BM Güvenlik Konseyi Kararları Çerçevesinde Mali Krizi
Künye
DEMİREL, Naim. "BM Güvenlik Konseyi Kararları Çerçevesinde Mali Krizi." FSM İlmî Araştırmalar İnsan ve Toplum Bilimleri Dergisi, 11 (2018): 29-54.Özet
Birleşmiş Milletler kuruluşundan bu yana özellikle 90’lı yıllardan sonra aktif olarak
uluslararasası barış ve güveniği koruma kapsamında etkin kararlar almaya başladı. Özellikle
Yugoslavya kriziyle birlikte uluslararası toplumda uluslararası barış için bir umut
doğdu. Artık soğuk savaş sona ermiş her iki bloğa ait devletler bir araya gelerek uluslararası
barış için birlikte karar alabilir duruma gelmiştir. Hatta BM Güvenlik Konseyi
uygulamalarında uluslararası ilişkilerde esaslı bir kural olan “iç işlerine karışma yasağı”
(BM Sözleşmesi’nin 2/7. md) sebebiyle devletler arasında çatışma yokluğuna dayanan
barışın “negatif barış” olarak anlaşılmasından yanında, bir devletin içinde de barış içinde
birlikte yaşamayı ifade eden “pozitif barış” anlamıyla da uygulanması düşüncesi doğmaya
başladı. Fakat bu umut uzun sürmedi. Rusya’nın kısa sürede kendini toparlamasıyla
birlikte yine uluslararası toplumda çıkarlara dayalı kararlar alınmaya başlandı. Mali krizi
bu alanda alınan son ortak kararlardan birisidir. Bu çalışmada Mali krizi çerçevesinde
BM Güvenlik Konseyinin uluslararası barışın negatif anlamının yanında positif anlamı
da kararında esas almış mıdır, sorusunun cevabı aranmaktadır.

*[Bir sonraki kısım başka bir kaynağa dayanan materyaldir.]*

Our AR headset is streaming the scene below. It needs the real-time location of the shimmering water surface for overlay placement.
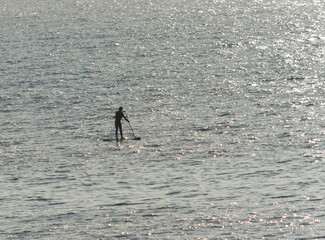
[0,0,325,239]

The United Nations (UN) has adopted effective resolutions since its foundation, particularly
during 1990’s, for the sake of promotion and protection of global peace and
security. Especially following the UN’s firm stance for the Yugoslavia crisis, the hopes
for global peace have remarkably raised. The Cold Was had come to the end and the
states from the opposite alliance blocks of the Cold War were enabled to make decisions
altogether in order to protect global peace. In the UN Security Council’s practice, even
the idea that the concept of “positive peace,” which regards the internal peace of states as
a matter to be addressed by international community, could substitute the concept of “negative
peace,” which implies the peace situation only among states and does not regard
internal peace of states because of the main principle of non-intervention enacted in Article
2/7 of the UN Charter.Nevertheless, these hopes could not last long. As Russia could
gather its strength after a short while, the decision-making mechanism of the international
community became solely interest-based once again. In this article, the author is trying to
examine the question whether the UN Security Council has endorsed the concept of “positive
peace” or “negative peace” while its approach to Mali case, which is a remarkable
international crisis occurred in 2000’s.